In a recent study on energy transition, Edmond de Rothschild Financial Group examines countries' efforts to reduce the ecological footprint of their energy sector. The bank published a report assessing the evolution in 60 countries of carbon dioxide emissions linked to energy consumption, the share of fossil fuels in the energy mix and energy intensity which relates the amount of energy used over a year to a unit of GDP produced. While there has been visible progress in efficiency since 1990, the increase in the global energy mix is disappointing. The graph below shows the evolution of the distribution of the different energy sources in the global energy mix over the last 30 years (between 1990 and 2017).

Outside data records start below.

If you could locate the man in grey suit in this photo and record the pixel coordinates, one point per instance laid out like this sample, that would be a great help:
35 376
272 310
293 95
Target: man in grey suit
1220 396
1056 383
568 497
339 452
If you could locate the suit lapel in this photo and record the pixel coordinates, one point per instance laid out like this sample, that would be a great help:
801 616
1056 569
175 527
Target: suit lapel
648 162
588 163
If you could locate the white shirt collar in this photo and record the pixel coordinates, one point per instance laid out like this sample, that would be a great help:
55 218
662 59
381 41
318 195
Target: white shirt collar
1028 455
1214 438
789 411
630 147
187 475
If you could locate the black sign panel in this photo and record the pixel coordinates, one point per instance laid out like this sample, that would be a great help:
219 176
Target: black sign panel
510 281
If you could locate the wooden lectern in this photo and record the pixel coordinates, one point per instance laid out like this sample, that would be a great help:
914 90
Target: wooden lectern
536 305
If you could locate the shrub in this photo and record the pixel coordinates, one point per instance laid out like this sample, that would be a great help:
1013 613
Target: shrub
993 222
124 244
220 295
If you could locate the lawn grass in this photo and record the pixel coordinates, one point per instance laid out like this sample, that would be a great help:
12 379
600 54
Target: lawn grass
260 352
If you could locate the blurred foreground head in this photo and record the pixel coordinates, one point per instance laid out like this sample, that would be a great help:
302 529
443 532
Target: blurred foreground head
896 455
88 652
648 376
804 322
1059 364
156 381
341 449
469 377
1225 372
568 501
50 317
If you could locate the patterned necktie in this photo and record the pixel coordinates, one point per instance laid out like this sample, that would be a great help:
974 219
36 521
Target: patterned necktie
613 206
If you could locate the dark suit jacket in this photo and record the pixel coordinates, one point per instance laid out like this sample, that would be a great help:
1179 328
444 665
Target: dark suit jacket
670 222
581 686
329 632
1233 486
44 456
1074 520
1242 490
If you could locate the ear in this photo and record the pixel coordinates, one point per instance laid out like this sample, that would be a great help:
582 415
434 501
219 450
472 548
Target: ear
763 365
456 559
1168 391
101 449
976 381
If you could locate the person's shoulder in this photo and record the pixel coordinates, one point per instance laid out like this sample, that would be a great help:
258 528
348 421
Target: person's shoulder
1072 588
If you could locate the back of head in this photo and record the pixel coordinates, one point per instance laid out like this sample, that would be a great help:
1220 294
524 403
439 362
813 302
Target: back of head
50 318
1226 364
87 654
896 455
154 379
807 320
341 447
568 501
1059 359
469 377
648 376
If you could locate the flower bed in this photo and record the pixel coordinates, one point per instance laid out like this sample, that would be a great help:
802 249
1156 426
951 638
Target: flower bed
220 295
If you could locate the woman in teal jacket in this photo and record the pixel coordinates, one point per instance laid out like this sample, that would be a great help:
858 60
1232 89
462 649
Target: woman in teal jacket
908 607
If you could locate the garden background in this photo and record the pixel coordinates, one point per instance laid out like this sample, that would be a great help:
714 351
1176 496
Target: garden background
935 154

The evolution of the energy mix from 1990 to 2017
Source: “Transition énergétique” - Edmond de Rothschild Financial Group
In 2017, 85.1% of energy consumption came from fossil fuels, whereas in 1990 this rate was already 86.7%. The share of fossil fuels in the global energy mix has therefore only decreased by 1.6 percentage points over the past 30 years. It is interesting to note that the share of coal has decreased more significantly than other fossil energy sources, probably to the advantage of renewable energies but also of natural gas. In addition, global energy consumption increased by 2.4% per year on average between 2000-2009 and 2.0% between 2010-2017, so fossil energy consumption is much higher in absolute terms in 2017 than in 1990, but the same is true for the non-fossil share of the energy mix.
The report points out that to limit global warming to 1.5 degrees, CO2 emissions will have to be reduced by 45% by 2030 according to the IPCC. It indicates that the two drivers that will be essential to achieve this will be the increase in the share of renewable energies in the energy mix and an improvement in energy efficiency. Whereas the share of renewable energy has been rather stagnant over the past three decades, energy intensity is following a positive trend with observed decreases of 12.6% since 2010 and 21.5% since 2000. This decline is mainly due to the developed countries, which have enforced new measures to limit the impact of factors such as low energy efficiency of buildings, high fuel consumption of vehicles, the use of inappropriate modes of transport and lower energy prices, all of which can increase the energy intensity of countries.
Since the IEA forecasts a 25% higher level of energy consumption in 2040 than in 2010, significant changes are urgently needed to drive the energy transition. For the evolution of the energy sources, considerable investments must be made to reduce the share of fossil fuels in the global mix. In parallel, the structural shift from an energy-intensive economy towards services and lighter industries, on the one hand, and the electrification of production processes and the use of more efficient technologies within different sectors (industry, building, services, transport) on the other hand, seem to be the main sources of improving energy efficiency according to the estimates made in the report.